Dalian Wanda is far from the first Chinese investor to pay serious attention to the opportunities being presented by Moscow's urban development plan.
In May, China Railway Construction Corp Ltd, a major State-owned company, for instance, signed a memorandum of understanding with Moscow officials to participate in the building of a 15-kilometer underground line connecting Moscow and New Moscow, itself part of the city's overall $40 billion transportation expansion plan.
Other Chinese participants in the project include Hong Kong Mass Transit Railway, Henderson Land Development Co Ltd and Hang Lung Group Ltd.
"We used to import railway equipment from Europe. But now I have ordered my staff to source all equipment from Asia, including China," said Deputy Mayor Khusnullin.
What makes China especially appealing to Moscow is the country's experience of fast urban expansion. By 2020, the Russian capital hopes to have completed the construction of 150 km of metro lines, according to Karima Nigmatulina, acting director of the Moscow General Planning Research and Project Institute.
"The only cities that can compare to that rate are Chinese cities. It is interesting to cooperate with counterparts who work at the same pace," she said.
Massive real estate demand and much-faster decision-making and construction processes compared to Western cities also make Moscow very attractive to Chinese investors, Nigmatulina said.
Xu Hongcai, an economist at the China Center for International Economic Cooperation, said he expects the falling rouble and depressed asset prices in Russia to continue to offer more investment opportunities for Chinese companies.
"It is certainly a good time to invest in Russia, where greater bargains and better deals are emerging all the time," he said, adding the caveat that Chinese companies looking to invest or work in the country should always push for settlement in the yuan to avoid the exchange rate risk.
Some experts are warning, however, that a major Russian economic recession is looming and confidence is waning, with many international investors now dumping the Russian currency.
Benjamin Barber, an American political theorist and researcher at the City University of New York, has doubts about the viability of longer-term prospects between China and Russia.
"Every time there is a crisis with the West, it pushes China and Russia closer.
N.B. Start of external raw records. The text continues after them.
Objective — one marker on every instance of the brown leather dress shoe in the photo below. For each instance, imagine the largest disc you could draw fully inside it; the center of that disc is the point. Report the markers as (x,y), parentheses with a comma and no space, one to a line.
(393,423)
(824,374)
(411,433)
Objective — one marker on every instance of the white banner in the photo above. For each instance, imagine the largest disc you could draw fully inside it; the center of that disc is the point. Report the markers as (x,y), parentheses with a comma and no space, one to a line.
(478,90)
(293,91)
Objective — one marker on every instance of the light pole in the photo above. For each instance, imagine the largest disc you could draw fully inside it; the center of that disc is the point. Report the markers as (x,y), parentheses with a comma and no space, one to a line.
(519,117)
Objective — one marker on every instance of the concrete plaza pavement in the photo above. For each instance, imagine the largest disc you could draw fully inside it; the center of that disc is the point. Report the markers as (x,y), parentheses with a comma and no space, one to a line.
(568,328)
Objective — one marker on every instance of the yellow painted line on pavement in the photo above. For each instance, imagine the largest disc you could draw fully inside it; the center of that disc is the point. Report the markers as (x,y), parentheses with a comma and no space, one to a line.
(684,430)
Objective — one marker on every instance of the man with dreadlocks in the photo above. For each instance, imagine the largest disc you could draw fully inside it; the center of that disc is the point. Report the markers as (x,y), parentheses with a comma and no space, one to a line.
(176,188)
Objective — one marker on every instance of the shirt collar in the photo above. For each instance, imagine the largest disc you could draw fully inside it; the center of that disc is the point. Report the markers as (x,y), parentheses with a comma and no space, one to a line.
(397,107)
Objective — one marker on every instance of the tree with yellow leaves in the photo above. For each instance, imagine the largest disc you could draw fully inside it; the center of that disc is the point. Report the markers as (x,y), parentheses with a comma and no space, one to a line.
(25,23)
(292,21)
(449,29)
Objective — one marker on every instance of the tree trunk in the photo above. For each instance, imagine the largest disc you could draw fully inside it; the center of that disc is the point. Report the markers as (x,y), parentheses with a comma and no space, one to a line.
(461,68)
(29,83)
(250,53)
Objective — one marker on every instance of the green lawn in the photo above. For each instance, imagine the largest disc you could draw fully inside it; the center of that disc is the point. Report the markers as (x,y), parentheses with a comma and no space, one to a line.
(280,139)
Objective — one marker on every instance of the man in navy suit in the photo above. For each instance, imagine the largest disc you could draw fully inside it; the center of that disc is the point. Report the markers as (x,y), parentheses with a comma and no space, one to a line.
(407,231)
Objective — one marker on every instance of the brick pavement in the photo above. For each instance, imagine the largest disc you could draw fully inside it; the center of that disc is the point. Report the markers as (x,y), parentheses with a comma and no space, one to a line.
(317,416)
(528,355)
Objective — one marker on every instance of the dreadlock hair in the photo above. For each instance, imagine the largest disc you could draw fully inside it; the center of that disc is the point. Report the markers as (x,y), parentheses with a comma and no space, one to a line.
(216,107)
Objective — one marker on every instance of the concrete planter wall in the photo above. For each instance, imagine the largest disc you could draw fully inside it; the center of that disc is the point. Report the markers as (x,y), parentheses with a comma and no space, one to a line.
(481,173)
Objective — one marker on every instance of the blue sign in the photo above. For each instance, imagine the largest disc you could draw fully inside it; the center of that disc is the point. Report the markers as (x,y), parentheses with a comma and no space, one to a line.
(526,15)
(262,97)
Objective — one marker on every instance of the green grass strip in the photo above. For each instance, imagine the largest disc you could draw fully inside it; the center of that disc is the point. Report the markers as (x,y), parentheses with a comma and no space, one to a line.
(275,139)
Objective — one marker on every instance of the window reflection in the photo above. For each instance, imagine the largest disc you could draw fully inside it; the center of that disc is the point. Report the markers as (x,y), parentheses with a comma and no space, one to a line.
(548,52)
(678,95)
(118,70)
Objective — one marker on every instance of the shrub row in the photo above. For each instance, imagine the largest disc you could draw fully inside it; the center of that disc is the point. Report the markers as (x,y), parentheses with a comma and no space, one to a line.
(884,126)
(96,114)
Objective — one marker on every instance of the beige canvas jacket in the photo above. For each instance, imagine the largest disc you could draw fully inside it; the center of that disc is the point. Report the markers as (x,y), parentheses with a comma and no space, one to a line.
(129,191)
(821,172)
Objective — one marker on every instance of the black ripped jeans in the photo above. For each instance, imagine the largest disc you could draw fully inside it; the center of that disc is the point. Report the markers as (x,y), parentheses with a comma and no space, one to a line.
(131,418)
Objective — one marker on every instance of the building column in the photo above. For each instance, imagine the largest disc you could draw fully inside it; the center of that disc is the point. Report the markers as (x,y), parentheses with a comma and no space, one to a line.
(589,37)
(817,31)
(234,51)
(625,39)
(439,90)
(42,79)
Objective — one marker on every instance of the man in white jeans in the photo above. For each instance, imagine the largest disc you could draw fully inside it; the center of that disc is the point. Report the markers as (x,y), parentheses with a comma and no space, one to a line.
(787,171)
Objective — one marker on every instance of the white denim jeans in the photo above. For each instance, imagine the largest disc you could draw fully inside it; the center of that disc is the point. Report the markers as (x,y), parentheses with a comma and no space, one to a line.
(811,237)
But it is very unlikely to work in the long term," he said.
"Global interdependence makes it harder for the Russia-China game to play," he said, adding that corruption, lack of transparency and an unstable financial market also make Russia a risky investment destination.
Xu Hongcai insists that Russia will inevitably change its single-structure economy currently based on energy exports, and will require closer cooperation with neighbors in the East including China.
"In the long run, it is strategically important for Russia to develop closer business ties with China and to diversify its economic structure, which will offer Moscow greater room to maneuver when crisis happens," Xu said.
"But China is not naive enough to think that Russia sees China as a 'hardcore' loyal business partner. Putin's recent visit to India has told us something else."